Post-acquisition integration: Ripping off the band-aid
In an engaging breakout session, industry experts discussed what it takes to execute a successful post-acquisition integration. Duncan Ramsay, Investment Director at ECI Partners, said the key factors are: a) whether the customer base remains post-acquisition b) cost synergies, and c) new capabilities acquired, such as territories or services. For Joaquim Borras, President of Edad & Vida, it’s a case of ripping off the band-aid – painful but quick – to minimise unrest among employees.
“Integrate as much as possible as soon as possible. Otherwise you risk losing good talent,” Joaquim said.

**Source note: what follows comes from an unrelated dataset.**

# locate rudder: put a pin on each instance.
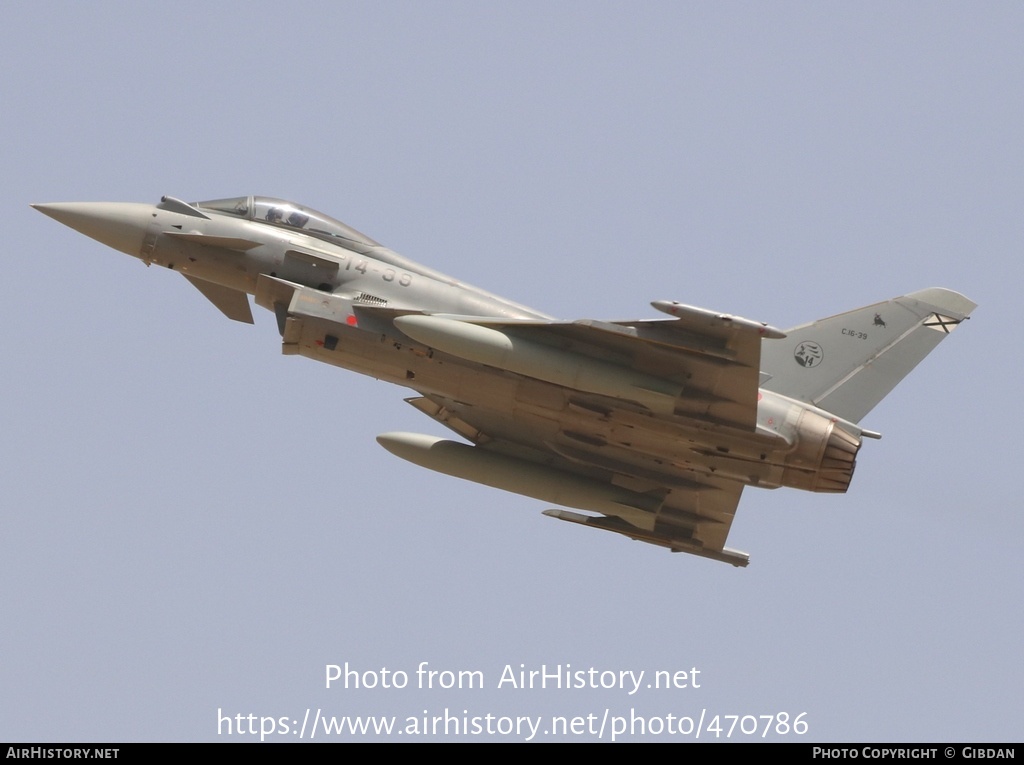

As for the smooth integration of the management team, it takes time to build a good rapport so the sooner you start investing in the people aspect of the deal, the better. Andy Currie, Managing Partner of Alantra, believes too much money is spent on financial and legal diligence and not enough on people diligence.
Private equity funds: The power pendulum
Relationships remained in focus for the final session of the day where Cebile Capital’s Sunaina Sinha and HPE Growth Capital’s Harry Dolman delved into the give-and-take relationship between General Partners and Limited Partners. Though LPs are the more passive investors, they are trusting the fund managers with their money and should never feel uninformed, Harry said. Exchanging information builds confidence and helps both sides know where they stand.
“Treat them as trusted business partners and they will do the same. This is a people business,” Harry said.
Both noted that the balance of power has shifted in favour of GPs, who with their record of returns and demand, are now in a position of setting the terms. Meanwhile, LPs are increasingly seeking not only financial, but also social returns on their investments, Sunaina and Harry noted. So naturally, GPs are feeling the pressure to firm up their environmental, social and governance policy, and allocate more to impact investing. Before committing their money, LPs are doing their homework and asking: Is the GP a signatory of the UN-supported Principles for Responsible Investment initiative? How do they measure impact?
The number of fund managers who have signed the PRI has grown to over 2,300 from 1,200 in 2013. The size of the global impact investing market doubled from $114 billion in 2017 to $228 billion in 2018, according to the Global Impact Investing Network.
Impact is not just a maturation of ESG, rather they are two sides of the same coin. ESG is defensive, whereas Impact is offensive – it goes one step further, Sunaina and Harry agreed.
As LP appetite for co-investment continues to grow, GP/LP relationships are expected to strengthen through the exploration of such opportunities. And when the power pendulum swings back to LPs, that is when we should see impact investing take on a much greater role in private equity and really take off.
These days, it’s difficult to go a day in the financial press without at least a mention of ESG. The topic repeatedly came up in conversation during EuroGrowth 2019, more so than in any other year that we’ve attended the event. This we believe is a testament to how money managers’ implementation of ESG principles – whether proactively or reactively – is set to become the new industry standard.